Il presidente francese Macron aveva dichiarato lo scorso marzo che avrebbe “nuotato nella Senna” per mostrare al mondo intero la sua sicurezza. E lo stesso farà la sindaca di Parigi, Anne Hidalgo, che aveva annunciato il tuffo appunto per il 23 giugno. Tuttavia, a causa della mancata messa in azione degli interventi necessari per rendere balneabile il fiume, i livelli di escherichia coli, enterococchi e acido trifluoroacetico sono tutt’ora troppo elevati. La nuotata della sindaca, dunque, potrebbe non avvenire. Contro questi ritardi i cittadini francesi hanno fatto squadra per creare un flashmob bizzarro ovvero la defecazione di massa di cui sopra.
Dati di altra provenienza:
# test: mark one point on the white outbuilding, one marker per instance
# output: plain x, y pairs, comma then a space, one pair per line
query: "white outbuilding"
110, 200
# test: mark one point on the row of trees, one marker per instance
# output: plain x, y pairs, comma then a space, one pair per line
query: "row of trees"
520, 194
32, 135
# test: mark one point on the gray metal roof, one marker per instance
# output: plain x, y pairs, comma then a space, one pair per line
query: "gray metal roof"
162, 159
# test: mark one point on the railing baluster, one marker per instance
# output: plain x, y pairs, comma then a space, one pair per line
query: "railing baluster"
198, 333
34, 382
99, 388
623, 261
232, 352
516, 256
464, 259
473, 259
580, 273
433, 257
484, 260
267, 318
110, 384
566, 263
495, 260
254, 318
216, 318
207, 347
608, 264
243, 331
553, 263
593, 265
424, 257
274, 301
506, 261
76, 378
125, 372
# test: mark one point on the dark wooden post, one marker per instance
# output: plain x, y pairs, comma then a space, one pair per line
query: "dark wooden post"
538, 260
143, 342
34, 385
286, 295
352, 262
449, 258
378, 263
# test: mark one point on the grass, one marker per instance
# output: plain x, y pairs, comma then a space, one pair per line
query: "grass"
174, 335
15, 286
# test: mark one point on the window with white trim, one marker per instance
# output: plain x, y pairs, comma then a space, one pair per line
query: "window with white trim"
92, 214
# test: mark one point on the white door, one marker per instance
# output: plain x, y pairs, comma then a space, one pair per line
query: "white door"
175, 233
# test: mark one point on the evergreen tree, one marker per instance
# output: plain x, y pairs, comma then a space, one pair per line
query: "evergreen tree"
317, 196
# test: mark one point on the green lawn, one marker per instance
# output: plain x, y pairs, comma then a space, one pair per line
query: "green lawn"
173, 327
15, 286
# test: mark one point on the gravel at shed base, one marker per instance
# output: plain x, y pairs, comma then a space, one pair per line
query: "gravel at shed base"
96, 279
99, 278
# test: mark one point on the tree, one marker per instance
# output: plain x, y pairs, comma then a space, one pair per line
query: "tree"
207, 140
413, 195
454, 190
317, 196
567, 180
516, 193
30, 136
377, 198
Per l’occasione è stato creato anche un sito internet che tiene conto dei giorni e delle ore che mancano alla fatidica data e sui cui è scritto lo slogan della protesta: “Perché dopo averci messo nella merda tocca a loro bagnarsi nella nostra”. In queste acque si terranno le gare thriatlon e quelle di nuoto in acque libere, visto che a Parigi non esiste il mare. Anche se gli organizzatori appaiono fiduciosi circa la bonifica della Senna, in tanti continuano a sollevare dubbi sull’effettiva attuazione delle manovre.